Юзбашев с лязгом захлопнул дверь, задвинул засов и, тяжело дыша, прислонился к прутьям.
— С вас станется, сволочи, не пожалеете, никого не пожалеете, — бормотал он. Потом как-то обмяк, закрыл лицо ладонями.
Тигр, целый и невредимый, оказавшийся снова в своем узилище, выжидательно глядел на приближавшихся к клетке людей ярко-желтыми глазами. Казалось, он вопрошал: а что, собственно, тут происходит? Почему шумим, господа?
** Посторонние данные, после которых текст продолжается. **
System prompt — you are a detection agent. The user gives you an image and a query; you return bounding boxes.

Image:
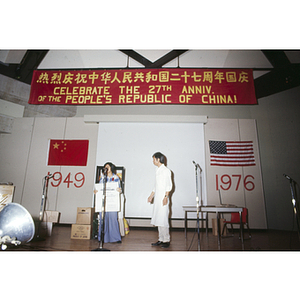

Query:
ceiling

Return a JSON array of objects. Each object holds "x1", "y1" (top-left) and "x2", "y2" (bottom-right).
[{"x1": 0, "y1": 49, "x2": 300, "y2": 99}]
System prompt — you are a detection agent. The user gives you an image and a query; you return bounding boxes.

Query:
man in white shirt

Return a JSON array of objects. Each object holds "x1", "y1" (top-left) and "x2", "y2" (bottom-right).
[{"x1": 148, "y1": 152, "x2": 173, "y2": 248}]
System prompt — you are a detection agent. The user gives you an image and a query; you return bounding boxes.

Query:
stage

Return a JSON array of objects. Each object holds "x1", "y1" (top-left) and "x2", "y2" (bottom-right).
[{"x1": 5, "y1": 224, "x2": 300, "y2": 252}]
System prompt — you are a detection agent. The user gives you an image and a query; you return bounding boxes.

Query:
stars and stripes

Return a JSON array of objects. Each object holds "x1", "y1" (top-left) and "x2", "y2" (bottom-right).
[{"x1": 209, "y1": 141, "x2": 255, "y2": 167}]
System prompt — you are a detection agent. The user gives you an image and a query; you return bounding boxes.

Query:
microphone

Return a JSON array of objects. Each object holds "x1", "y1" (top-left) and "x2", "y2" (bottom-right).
[
  {"x1": 193, "y1": 161, "x2": 202, "y2": 171},
  {"x1": 283, "y1": 174, "x2": 293, "y2": 180}
]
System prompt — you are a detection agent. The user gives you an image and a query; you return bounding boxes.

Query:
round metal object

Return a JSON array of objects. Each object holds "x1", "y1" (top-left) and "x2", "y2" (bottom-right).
[{"x1": 0, "y1": 203, "x2": 35, "y2": 243}]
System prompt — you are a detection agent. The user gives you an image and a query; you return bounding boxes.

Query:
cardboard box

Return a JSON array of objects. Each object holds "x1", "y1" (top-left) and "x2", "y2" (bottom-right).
[
  {"x1": 212, "y1": 219, "x2": 227, "y2": 236},
  {"x1": 76, "y1": 207, "x2": 95, "y2": 225},
  {"x1": 43, "y1": 210, "x2": 60, "y2": 223},
  {"x1": 71, "y1": 224, "x2": 92, "y2": 240}
]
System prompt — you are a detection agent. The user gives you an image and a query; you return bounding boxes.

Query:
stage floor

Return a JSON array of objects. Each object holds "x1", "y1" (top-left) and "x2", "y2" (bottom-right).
[{"x1": 5, "y1": 224, "x2": 300, "y2": 251}]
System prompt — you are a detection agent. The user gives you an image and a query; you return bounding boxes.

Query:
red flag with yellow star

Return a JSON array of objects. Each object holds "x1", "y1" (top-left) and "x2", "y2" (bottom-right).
[{"x1": 48, "y1": 140, "x2": 89, "y2": 166}]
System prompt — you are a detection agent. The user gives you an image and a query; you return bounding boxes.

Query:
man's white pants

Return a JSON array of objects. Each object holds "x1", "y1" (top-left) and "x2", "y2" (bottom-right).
[{"x1": 158, "y1": 226, "x2": 170, "y2": 243}]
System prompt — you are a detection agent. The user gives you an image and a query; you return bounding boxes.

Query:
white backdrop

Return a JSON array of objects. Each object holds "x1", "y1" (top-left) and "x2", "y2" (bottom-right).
[{"x1": 96, "y1": 122, "x2": 206, "y2": 218}]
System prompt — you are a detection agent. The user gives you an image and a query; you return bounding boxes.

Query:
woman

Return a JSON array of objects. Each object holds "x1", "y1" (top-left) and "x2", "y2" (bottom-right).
[{"x1": 95, "y1": 162, "x2": 122, "y2": 243}]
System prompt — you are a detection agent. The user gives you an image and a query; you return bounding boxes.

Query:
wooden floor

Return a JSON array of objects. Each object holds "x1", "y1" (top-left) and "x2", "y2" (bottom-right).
[{"x1": 6, "y1": 225, "x2": 300, "y2": 251}]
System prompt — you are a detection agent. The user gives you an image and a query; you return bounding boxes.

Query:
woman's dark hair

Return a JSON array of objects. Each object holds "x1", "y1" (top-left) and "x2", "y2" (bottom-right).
[
  {"x1": 104, "y1": 162, "x2": 116, "y2": 174},
  {"x1": 152, "y1": 152, "x2": 165, "y2": 164}
]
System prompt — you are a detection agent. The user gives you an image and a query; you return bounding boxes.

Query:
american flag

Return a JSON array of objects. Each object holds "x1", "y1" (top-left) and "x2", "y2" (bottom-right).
[{"x1": 209, "y1": 141, "x2": 255, "y2": 167}]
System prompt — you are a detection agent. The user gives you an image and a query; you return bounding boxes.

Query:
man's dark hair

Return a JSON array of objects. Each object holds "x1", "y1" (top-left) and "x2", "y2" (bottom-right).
[
  {"x1": 104, "y1": 162, "x2": 116, "y2": 174},
  {"x1": 152, "y1": 152, "x2": 165, "y2": 164}
]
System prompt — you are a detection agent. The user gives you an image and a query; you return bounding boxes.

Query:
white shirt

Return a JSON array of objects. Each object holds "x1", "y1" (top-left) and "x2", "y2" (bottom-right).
[{"x1": 151, "y1": 165, "x2": 172, "y2": 227}]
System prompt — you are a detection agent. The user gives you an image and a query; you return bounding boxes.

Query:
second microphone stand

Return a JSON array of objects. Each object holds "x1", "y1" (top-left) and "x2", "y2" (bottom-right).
[{"x1": 283, "y1": 174, "x2": 300, "y2": 240}]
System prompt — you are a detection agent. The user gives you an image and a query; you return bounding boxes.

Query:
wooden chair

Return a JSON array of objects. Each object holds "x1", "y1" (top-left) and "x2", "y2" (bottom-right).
[{"x1": 222, "y1": 207, "x2": 251, "y2": 238}]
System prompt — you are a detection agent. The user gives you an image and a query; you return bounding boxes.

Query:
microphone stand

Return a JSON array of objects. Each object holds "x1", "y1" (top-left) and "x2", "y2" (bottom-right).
[
  {"x1": 193, "y1": 161, "x2": 202, "y2": 251},
  {"x1": 283, "y1": 174, "x2": 300, "y2": 240},
  {"x1": 33, "y1": 173, "x2": 53, "y2": 242},
  {"x1": 92, "y1": 169, "x2": 110, "y2": 251}
]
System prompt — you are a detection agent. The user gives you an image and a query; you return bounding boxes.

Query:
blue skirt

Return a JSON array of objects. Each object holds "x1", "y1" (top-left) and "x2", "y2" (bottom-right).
[{"x1": 98, "y1": 211, "x2": 121, "y2": 243}]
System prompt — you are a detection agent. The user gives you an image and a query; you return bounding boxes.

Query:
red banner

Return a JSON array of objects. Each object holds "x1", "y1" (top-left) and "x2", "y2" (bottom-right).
[
  {"x1": 48, "y1": 140, "x2": 89, "y2": 166},
  {"x1": 29, "y1": 69, "x2": 257, "y2": 105}
]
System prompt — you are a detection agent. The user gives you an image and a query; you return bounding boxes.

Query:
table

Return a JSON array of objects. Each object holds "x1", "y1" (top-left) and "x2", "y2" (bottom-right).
[{"x1": 182, "y1": 205, "x2": 244, "y2": 250}]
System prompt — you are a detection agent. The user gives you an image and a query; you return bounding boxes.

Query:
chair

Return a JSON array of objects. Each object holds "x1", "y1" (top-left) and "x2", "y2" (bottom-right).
[{"x1": 222, "y1": 207, "x2": 251, "y2": 238}]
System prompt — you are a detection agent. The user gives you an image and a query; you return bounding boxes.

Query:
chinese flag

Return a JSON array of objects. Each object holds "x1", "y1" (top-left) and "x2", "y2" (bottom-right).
[{"x1": 48, "y1": 140, "x2": 89, "y2": 166}]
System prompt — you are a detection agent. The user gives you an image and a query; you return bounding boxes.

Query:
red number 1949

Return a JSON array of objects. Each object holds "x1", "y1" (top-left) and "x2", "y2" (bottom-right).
[
  {"x1": 51, "y1": 172, "x2": 85, "y2": 188},
  {"x1": 216, "y1": 174, "x2": 255, "y2": 191}
]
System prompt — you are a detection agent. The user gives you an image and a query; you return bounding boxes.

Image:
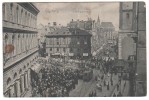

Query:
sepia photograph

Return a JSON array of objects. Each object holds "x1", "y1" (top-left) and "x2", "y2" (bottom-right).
[{"x1": 2, "y1": 1, "x2": 147, "y2": 98}]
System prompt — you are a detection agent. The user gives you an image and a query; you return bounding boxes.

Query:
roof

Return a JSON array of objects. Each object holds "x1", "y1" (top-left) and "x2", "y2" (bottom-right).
[
  {"x1": 46, "y1": 27, "x2": 91, "y2": 36},
  {"x1": 101, "y1": 22, "x2": 114, "y2": 28}
]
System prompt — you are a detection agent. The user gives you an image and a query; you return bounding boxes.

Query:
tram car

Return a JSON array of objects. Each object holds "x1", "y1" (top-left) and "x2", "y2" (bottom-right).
[{"x1": 83, "y1": 69, "x2": 93, "y2": 82}]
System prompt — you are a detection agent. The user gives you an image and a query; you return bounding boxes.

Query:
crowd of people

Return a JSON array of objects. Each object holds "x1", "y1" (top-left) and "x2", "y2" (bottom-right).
[{"x1": 33, "y1": 66, "x2": 78, "y2": 97}]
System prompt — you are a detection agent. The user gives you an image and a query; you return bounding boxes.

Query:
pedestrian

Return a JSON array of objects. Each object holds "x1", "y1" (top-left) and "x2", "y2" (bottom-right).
[{"x1": 117, "y1": 84, "x2": 119, "y2": 91}]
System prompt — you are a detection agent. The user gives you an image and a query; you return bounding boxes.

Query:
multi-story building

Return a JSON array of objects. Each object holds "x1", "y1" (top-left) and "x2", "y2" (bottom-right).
[
  {"x1": 118, "y1": 2, "x2": 146, "y2": 96},
  {"x1": 67, "y1": 18, "x2": 95, "y2": 30},
  {"x1": 99, "y1": 22, "x2": 116, "y2": 42},
  {"x1": 46, "y1": 27, "x2": 92, "y2": 58},
  {"x1": 3, "y1": 3, "x2": 39, "y2": 97}
]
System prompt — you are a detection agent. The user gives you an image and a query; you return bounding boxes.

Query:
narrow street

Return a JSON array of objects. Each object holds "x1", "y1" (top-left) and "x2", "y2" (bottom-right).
[{"x1": 69, "y1": 69, "x2": 118, "y2": 97}]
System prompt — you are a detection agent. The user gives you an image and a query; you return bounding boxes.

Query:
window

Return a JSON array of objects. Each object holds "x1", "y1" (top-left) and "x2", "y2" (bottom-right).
[
  {"x1": 7, "y1": 77, "x2": 11, "y2": 85},
  {"x1": 13, "y1": 73, "x2": 17, "y2": 79},
  {"x1": 63, "y1": 48, "x2": 66, "y2": 52},
  {"x1": 23, "y1": 66, "x2": 26, "y2": 69},
  {"x1": 12, "y1": 34, "x2": 15, "y2": 44},
  {"x1": 10, "y1": 3, "x2": 13, "y2": 21},
  {"x1": 24, "y1": 12, "x2": 27, "y2": 26},
  {"x1": 57, "y1": 48, "x2": 59, "y2": 51},
  {"x1": 3, "y1": 3, "x2": 5, "y2": 20},
  {"x1": 20, "y1": 9, "x2": 23, "y2": 24},
  {"x1": 19, "y1": 69, "x2": 22, "y2": 74},
  {"x1": 16, "y1": 6, "x2": 19, "y2": 23},
  {"x1": 70, "y1": 48, "x2": 73, "y2": 52},
  {"x1": 84, "y1": 41, "x2": 87, "y2": 44}
]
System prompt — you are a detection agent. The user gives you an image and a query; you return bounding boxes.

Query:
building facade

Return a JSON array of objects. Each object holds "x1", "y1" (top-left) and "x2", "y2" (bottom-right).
[
  {"x1": 3, "y1": 3, "x2": 39, "y2": 97},
  {"x1": 46, "y1": 27, "x2": 91, "y2": 58},
  {"x1": 118, "y1": 2, "x2": 147, "y2": 96}
]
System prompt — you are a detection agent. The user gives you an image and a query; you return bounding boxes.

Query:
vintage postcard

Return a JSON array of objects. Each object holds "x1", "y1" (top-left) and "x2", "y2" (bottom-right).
[{"x1": 2, "y1": 2, "x2": 147, "y2": 97}]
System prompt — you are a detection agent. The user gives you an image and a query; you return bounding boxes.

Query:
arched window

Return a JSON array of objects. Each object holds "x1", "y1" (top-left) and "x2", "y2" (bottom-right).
[
  {"x1": 7, "y1": 77, "x2": 11, "y2": 85},
  {"x1": 13, "y1": 73, "x2": 17, "y2": 79}
]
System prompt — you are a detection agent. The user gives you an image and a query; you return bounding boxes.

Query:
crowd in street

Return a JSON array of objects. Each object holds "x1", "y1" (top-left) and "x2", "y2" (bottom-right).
[{"x1": 33, "y1": 66, "x2": 78, "y2": 97}]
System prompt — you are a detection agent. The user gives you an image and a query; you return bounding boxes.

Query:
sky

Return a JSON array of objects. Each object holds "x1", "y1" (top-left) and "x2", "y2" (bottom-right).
[{"x1": 35, "y1": 2, "x2": 119, "y2": 29}]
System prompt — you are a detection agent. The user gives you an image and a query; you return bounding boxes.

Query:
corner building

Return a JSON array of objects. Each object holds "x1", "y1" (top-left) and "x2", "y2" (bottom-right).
[{"x1": 3, "y1": 3, "x2": 39, "y2": 97}]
Когда Юзбашева вывели из фургона и надели на него наручники, цирковая братия гурьбой высыпала из своего убежища. Все галдели наперебой. Появился толстый директор цирка в наброшенном поверх нижнего белья плаще. Колосов, не обращая внимания на шум, наугад вынимал из «Тойоты» коробки. Открывал одну за другой. Внутри оказалась обувь, посуда.